When the MPTCP DATA FIN have been ACKed, there is no more MPTCP related
metadata to exchange, and all subflows can be safely shutdown.
Before this patch, the subflows were actually terminated at 'close()'
time. That's certainly fine most of the time, but not when the userspace
'shutdown()' a connection, without close()ing it. When doing so, the
subflows were staying in LAST_ACK state on one side -- and consequently
in FIN_WAIT2 on the other side -- until the 'close()' of the MPTCP
socket.
Now, when the DATA FIN have been ACKed, all subflows are shutdown. A
consequence of this is that the TCP 'FIN' flag can be set earlier now,
but the end result is the same. This affects the packetdrill tests
looking at the end of the MPTCP connections, but for a good reason.

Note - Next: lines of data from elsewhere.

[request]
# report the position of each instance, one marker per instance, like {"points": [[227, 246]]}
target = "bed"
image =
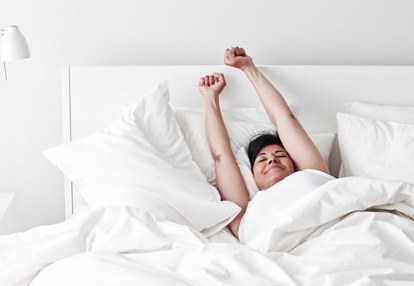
{"points": [[140, 200]]}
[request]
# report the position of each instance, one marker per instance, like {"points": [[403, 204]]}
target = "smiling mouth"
{"points": [[274, 167]]}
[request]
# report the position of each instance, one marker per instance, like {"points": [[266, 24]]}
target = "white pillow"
{"points": [[142, 160], [376, 148], [323, 142], [402, 114], [241, 124]]}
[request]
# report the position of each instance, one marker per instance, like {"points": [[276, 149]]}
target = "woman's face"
{"points": [[272, 164]]}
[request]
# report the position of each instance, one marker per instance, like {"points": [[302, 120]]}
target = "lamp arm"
{"points": [[4, 63]]}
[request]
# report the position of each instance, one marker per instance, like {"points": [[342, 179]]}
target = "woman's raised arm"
{"points": [[296, 141], [230, 182]]}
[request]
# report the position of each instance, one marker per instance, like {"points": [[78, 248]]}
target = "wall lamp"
{"points": [[13, 46]]}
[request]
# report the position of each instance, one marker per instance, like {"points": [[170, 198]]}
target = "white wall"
{"points": [[95, 32]]}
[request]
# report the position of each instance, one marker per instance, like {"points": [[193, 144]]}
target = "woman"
{"points": [[272, 159]]}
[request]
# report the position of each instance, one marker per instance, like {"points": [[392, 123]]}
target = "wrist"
{"points": [[250, 70], [211, 102]]}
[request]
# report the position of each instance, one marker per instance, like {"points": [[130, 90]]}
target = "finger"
{"points": [[218, 75], [201, 81], [212, 80]]}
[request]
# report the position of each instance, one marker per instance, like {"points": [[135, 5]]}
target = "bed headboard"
{"points": [[93, 96]]}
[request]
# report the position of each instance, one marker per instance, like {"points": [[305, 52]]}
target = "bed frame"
{"points": [[94, 96]]}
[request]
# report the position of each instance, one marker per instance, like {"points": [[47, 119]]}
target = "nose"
{"points": [[273, 159]]}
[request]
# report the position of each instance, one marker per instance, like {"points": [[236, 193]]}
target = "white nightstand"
{"points": [[5, 201]]}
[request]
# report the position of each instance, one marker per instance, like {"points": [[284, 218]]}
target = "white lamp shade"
{"points": [[13, 45]]}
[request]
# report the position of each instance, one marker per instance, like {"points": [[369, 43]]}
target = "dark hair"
{"points": [[259, 141]]}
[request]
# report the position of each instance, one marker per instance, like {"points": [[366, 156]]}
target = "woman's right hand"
{"points": [[236, 57], [210, 86]]}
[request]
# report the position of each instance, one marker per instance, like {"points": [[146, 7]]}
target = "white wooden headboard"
{"points": [[94, 96]]}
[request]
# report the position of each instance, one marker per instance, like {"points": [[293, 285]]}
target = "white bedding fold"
{"points": [[116, 229], [351, 231]]}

Fixes: 3721b9b64676 ("mptcp: Track received DATA_FIN sequence number and add related helpers")
Fixes: 16a9a9da1723 ("mptcp: Add helper to process acks of DATA_FIN")
Signed-off-by: Matthieu Baerts (NGI0) <matttbe@kernel.org>
---
net/mptcp/protocol.c | 16 ++++++++++++++++
1 file changed, 16 insertions(+)
diff --git a/net/mptcp/protocol.c b/net/mptcp/protocol.c
index 1c26acf6c4145896ecbb5c7f7004121c66a20649..9feb9f437c2bdfff392249e7ad00edd09ba67ac3 100644
--- a/net/mptcp/protocol.c
+++ b/net/mptcp/protocol.c
@@ -372,6 +372,20 @@ static void mptcp_close_wake_up(struct sock *sk)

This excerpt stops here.